Louis describes particular mistakes. You get upset and say that he uses an “epithet.” No, he was just stating the facts.

On the other hand, you denigrate large demonstrations as candlelight marches and 200,000 pushing strollers and calling for immediate withdrawal. “Out Now” was a political demand that was won by struggle. However, all of the demonstrations against the war also encouraged other demands from a multitude of constituencies. The main focus was the war, but it was never the sole demand or issue.

You throw out a reference to the Black Panther Party. Their 10-point program was very good, and they showed that young urban black men and women could be organized into a political organization opposed to the U.S. government. However, you seem to think that by connecting to them in the ether that you have succeeded in wrapping yourself in their iconic mantle for the future, but you fail to say anything about their documented well-criticized mistakes.
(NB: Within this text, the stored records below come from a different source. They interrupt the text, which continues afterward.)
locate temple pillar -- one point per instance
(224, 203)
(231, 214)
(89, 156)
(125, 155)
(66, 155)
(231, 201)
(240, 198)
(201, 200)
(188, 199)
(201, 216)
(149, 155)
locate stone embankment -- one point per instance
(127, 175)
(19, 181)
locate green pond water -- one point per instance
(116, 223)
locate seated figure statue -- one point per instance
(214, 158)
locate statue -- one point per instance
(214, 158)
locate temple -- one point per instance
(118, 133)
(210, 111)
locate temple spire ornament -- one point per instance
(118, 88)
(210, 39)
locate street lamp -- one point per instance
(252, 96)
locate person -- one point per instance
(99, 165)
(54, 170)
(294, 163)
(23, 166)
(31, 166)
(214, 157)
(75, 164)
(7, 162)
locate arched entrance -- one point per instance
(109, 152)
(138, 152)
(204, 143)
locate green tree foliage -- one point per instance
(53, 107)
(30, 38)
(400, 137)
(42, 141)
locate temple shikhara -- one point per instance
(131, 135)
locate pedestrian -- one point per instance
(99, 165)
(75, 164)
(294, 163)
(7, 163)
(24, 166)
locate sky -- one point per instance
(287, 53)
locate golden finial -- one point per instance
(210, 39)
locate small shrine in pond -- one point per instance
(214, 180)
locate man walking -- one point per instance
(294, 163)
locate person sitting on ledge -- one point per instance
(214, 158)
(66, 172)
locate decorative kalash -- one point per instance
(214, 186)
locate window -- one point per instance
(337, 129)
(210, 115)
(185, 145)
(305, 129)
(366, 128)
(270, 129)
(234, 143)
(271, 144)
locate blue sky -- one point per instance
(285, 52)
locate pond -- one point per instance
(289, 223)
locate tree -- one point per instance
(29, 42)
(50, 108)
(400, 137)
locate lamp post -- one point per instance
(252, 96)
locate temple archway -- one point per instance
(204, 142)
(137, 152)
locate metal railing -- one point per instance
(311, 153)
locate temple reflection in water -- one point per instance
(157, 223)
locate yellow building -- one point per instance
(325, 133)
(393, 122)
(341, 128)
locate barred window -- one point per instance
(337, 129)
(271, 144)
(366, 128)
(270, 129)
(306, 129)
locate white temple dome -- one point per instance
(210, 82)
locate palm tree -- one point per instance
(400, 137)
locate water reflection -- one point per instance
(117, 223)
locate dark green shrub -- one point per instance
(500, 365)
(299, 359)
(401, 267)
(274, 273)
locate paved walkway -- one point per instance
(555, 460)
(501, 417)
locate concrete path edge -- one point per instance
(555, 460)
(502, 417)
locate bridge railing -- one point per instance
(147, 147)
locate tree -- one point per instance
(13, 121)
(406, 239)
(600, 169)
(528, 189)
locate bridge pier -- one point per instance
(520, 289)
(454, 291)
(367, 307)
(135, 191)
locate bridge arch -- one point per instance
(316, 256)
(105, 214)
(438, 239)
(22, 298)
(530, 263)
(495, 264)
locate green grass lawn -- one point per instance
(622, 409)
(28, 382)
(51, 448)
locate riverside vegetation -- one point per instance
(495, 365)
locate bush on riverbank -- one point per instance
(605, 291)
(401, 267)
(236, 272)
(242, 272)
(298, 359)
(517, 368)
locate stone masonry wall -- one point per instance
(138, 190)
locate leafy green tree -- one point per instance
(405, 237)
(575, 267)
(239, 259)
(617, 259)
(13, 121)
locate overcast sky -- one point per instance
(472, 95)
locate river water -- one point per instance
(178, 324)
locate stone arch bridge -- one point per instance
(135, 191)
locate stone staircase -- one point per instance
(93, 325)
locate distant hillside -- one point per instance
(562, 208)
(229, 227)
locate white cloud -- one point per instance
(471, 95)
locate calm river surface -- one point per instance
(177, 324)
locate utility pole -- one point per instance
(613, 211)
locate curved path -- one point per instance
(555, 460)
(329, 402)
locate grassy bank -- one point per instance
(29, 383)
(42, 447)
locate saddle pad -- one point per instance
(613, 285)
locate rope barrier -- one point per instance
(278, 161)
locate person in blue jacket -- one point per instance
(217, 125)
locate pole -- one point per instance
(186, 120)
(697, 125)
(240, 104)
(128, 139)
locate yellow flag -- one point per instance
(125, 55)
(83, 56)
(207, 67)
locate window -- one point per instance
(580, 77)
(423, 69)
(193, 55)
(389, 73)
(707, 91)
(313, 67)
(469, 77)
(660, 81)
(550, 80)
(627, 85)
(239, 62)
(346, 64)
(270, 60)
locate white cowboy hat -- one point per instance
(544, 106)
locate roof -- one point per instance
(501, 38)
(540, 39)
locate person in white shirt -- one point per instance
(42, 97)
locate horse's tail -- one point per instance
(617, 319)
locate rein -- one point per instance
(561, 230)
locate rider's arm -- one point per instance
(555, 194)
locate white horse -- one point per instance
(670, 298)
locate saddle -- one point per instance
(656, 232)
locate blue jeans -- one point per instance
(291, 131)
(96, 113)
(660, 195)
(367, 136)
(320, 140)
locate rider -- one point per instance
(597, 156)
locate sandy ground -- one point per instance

Vague and abstract references work in the arts and can evoke strong feelings in poetry, dance, painting, etc. However, a revolutionary politician has the responsibility to the people that he or she influences. It is known as leadership. Not the leadership of a revolutionary party, but your affect on millions of people that hope for a change in the conditions. You have to tell us what you want to do and why. You have to describe its purpose of your actions beyond providing some sort of space for making people like Martin Luther King appear more reasonable. BTW, this is a reformist program, but that's beyond this criticism.

Nothing that you have said amounts to more than saying that there are a bunch of us that would like to do something really, really militant.